Monday, December 15, 2014

Checo v. McDonald

Checo v. McDonald, docket no. 11-3683 (Aug. 29, 2014) (per curiam order)
Held: In order to establish entitlement to equitable tolling, a claimant must show extraordinary circumstances, causation, and due diligence. In cases where the period of “extraordinary circumstances” has a definite end date, due diligence must only be shown during the period of extraordinary circumstances – and not the entire appeal period.

This per curiam order arises from a Federal Circuit opinion that reversed and remanded a prior CAVC opinion. *2. The veteran in this case filed her Notice of Appeal to the CAVC late and asserted that her homelessness was an extraordinary circumstance that caused her late filing because she did not have a mailing address. The Federal Circuit determined that she only needed to show due diligence during the period of homelessness, thus adopting the “‘stop-clock approach,’ so called ‘because the clock measuring the 120-day appeal period is ‘stopped’ during the extraordinary circumstance period and starts ticking again only when the period is over.’” Id. (quoting Checo v. Shinseki, 748 F.3d 1373, 1379 (2013)).

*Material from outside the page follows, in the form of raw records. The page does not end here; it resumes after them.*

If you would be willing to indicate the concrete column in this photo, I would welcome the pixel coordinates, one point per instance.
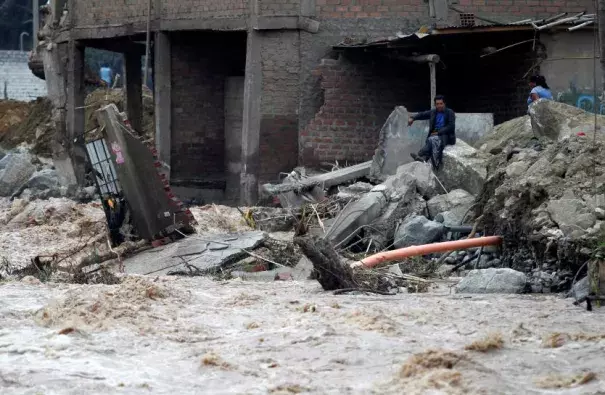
(162, 96)
(76, 95)
(134, 89)
(251, 121)
(234, 110)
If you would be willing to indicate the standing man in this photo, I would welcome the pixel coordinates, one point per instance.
(442, 132)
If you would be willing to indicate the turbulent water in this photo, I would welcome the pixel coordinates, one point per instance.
(196, 336)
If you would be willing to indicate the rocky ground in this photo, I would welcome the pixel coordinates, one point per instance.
(194, 335)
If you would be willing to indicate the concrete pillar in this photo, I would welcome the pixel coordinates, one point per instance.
(251, 121)
(134, 89)
(234, 103)
(162, 96)
(76, 95)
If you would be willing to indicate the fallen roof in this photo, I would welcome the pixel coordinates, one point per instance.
(561, 21)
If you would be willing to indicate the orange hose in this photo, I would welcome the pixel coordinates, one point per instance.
(425, 249)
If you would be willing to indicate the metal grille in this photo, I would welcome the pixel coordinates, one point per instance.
(105, 173)
(467, 19)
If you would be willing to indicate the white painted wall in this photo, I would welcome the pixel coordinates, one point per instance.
(21, 84)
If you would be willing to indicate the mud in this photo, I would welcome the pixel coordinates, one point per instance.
(27, 123)
(203, 337)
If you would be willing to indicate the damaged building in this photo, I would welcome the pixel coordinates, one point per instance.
(247, 89)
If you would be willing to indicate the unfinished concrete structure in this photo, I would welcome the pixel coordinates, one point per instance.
(238, 94)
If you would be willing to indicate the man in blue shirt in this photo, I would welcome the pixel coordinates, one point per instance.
(539, 89)
(442, 132)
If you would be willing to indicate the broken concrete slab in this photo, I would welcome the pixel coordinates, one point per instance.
(154, 212)
(557, 121)
(492, 280)
(343, 175)
(547, 119)
(516, 131)
(383, 228)
(322, 181)
(16, 169)
(463, 167)
(571, 215)
(456, 199)
(418, 230)
(393, 145)
(397, 140)
(354, 190)
(303, 192)
(194, 255)
(362, 212)
(412, 177)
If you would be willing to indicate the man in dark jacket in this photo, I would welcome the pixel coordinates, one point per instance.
(442, 132)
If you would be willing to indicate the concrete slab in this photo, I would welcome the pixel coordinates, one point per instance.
(360, 213)
(203, 253)
(398, 140)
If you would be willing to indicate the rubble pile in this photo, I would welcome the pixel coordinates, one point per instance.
(542, 200)
(545, 195)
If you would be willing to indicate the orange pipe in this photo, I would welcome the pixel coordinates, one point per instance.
(386, 256)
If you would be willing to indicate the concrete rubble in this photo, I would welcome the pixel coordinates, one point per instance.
(536, 192)
(195, 255)
(493, 281)
(397, 140)
(417, 230)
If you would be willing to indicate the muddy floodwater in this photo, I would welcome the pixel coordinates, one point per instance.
(196, 336)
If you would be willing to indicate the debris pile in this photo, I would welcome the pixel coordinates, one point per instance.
(545, 194)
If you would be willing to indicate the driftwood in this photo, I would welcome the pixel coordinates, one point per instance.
(331, 272)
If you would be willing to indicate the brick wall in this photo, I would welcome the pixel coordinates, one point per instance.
(96, 12)
(279, 103)
(278, 7)
(359, 94)
(495, 83)
(200, 65)
(16, 79)
(111, 12)
(371, 8)
(420, 8)
(202, 9)
(524, 8)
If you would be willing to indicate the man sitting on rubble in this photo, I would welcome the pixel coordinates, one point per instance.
(442, 132)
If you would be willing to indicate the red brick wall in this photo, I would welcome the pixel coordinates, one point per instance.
(279, 103)
(93, 13)
(359, 95)
(420, 8)
(200, 65)
(106, 12)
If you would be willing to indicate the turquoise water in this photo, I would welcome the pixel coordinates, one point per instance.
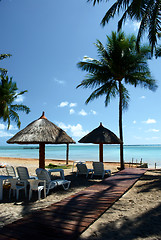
(150, 154)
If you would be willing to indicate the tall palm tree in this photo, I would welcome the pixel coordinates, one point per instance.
(147, 12)
(8, 94)
(119, 64)
(2, 56)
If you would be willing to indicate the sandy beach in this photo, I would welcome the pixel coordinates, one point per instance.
(136, 215)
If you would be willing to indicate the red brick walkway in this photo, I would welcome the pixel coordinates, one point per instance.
(68, 218)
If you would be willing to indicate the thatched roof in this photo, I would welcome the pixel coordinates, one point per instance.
(100, 135)
(41, 131)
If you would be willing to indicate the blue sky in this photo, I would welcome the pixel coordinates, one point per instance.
(47, 39)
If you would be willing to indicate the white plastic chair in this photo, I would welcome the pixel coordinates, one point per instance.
(37, 185)
(23, 175)
(43, 174)
(82, 169)
(16, 186)
(64, 183)
(11, 171)
(98, 169)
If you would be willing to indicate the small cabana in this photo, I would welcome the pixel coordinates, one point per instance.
(42, 132)
(100, 135)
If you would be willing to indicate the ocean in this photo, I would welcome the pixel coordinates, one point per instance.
(150, 154)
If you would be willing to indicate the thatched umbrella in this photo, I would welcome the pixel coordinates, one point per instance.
(101, 135)
(42, 132)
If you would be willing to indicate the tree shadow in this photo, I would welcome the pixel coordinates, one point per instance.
(145, 226)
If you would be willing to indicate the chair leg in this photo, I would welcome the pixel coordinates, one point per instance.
(44, 192)
(30, 194)
(17, 194)
(68, 184)
(10, 193)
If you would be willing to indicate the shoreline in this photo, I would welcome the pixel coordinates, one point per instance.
(130, 216)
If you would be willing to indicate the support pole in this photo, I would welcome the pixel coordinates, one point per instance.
(42, 155)
(101, 152)
(67, 154)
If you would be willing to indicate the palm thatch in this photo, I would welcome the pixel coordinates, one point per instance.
(42, 132)
(100, 135)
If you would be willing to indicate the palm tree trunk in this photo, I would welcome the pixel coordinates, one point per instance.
(120, 129)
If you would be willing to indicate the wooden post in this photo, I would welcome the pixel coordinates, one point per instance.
(101, 152)
(67, 154)
(42, 155)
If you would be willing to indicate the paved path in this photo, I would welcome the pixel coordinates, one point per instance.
(70, 217)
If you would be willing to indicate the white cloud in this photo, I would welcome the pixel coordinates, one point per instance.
(93, 112)
(82, 113)
(72, 104)
(19, 99)
(2, 126)
(142, 97)
(12, 127)
(153, 130)
(133, 24)
(149, 121)
(71, 111)
(63, 104)
(86, 58)
(76, 130)
(5, 134)
(59, 81)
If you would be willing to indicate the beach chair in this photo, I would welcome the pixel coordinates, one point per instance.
(98, 170)
(23, 175)
(37, 185)
(16, 186)
(11, 171)
(43, 174)
(82, 169)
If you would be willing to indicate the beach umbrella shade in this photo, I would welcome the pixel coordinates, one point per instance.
(42, 132)
(100, 135)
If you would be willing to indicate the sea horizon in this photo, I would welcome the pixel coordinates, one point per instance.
(148, 153)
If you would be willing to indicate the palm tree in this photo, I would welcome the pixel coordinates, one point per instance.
(8, 94)
(147, 12)
(119, 64)
(2, 56)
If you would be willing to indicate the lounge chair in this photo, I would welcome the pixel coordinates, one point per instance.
(98, 169)
(23, 175)
(37, 185)
(11, 171)
(43, 174)
(16, 186)
(82, 169)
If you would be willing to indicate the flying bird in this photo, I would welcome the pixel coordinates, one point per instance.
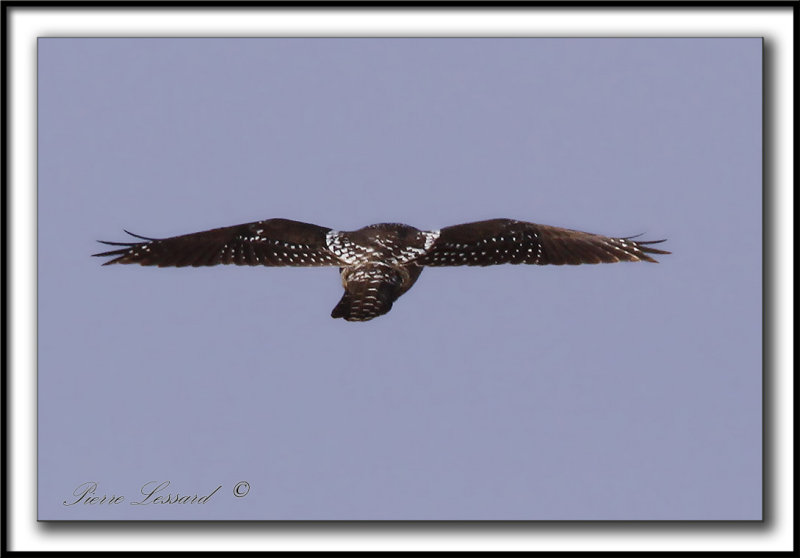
(379, 263)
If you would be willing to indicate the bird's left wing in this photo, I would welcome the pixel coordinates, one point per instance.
(500, 241)
(274, 242)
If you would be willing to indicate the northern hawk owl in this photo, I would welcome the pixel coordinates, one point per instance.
(379, 263)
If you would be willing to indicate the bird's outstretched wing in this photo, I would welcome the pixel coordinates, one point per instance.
(500, 241)
(274, 242)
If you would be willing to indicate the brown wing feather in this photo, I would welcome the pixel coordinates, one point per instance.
(500, 241)
(274, 242)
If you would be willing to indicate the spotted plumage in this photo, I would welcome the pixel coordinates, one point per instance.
(379, 263)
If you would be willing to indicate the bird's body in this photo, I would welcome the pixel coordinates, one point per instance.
(379, 263)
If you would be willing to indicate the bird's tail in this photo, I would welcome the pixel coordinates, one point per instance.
(370, 291)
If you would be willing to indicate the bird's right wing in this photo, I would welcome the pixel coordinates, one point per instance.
(500, 241)
(274, 242)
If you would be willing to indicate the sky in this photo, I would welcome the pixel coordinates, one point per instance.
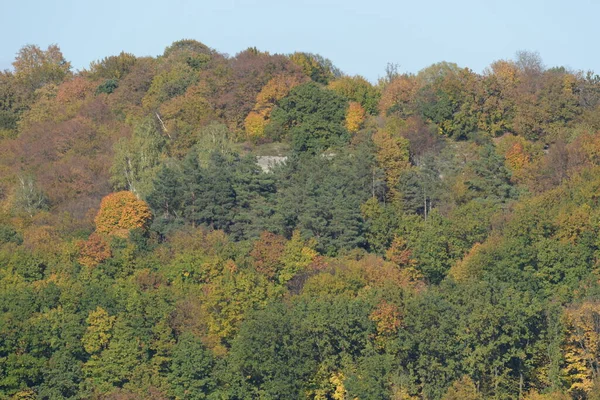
(359, 37)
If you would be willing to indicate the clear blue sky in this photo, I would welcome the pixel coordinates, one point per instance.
(360, 37)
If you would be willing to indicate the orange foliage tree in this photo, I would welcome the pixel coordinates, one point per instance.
(276, 89)
(120, 213)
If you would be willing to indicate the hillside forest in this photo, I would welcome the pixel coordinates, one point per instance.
(431, 236)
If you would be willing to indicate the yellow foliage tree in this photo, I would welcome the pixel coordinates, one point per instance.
(355, 116)
(255, 124)
(276, 89)
(392, 155)
(120, 213)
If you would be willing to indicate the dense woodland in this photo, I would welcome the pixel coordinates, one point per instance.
(431, 236)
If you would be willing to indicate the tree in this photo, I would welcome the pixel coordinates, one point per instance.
(355, 116)
(191, 369)
(35, 67)
(137, 159)
(120, 213)
(312, 117)
(357, 89)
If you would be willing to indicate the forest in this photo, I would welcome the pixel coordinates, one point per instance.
(434, 235)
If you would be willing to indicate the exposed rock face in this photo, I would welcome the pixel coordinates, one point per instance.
(268, 162)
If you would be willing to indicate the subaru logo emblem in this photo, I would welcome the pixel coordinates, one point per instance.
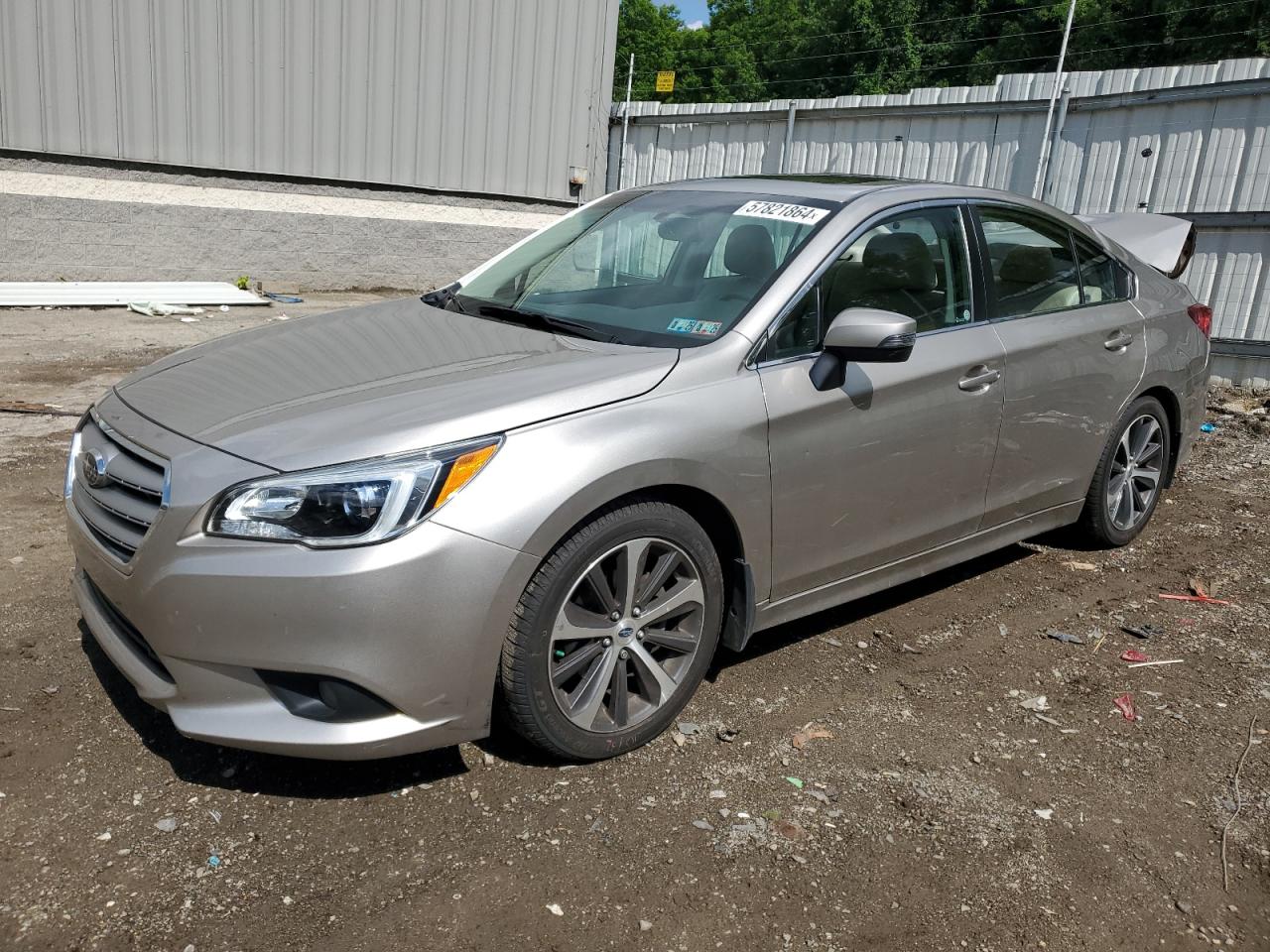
(91, 467)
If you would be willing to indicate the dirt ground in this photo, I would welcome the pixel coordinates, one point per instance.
(937, 812)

The Federal Circuit reversed the CAVC’s decision, and remanded for the Court to reconsider whether the veteran exercised due diligence during the period of extraordinary circumstances.

The CAVC determined that “due diligence” required “reasonable diligence” and not “maximum feasible diligence.” Id. The Court found that the veteran had contacted VA to inquire as to her appeal during the period of extraordinary circumstances – and that this was a “sufficient demonstration of diligence” during that period. The Court thus accepted her Notice of Appeal as timely.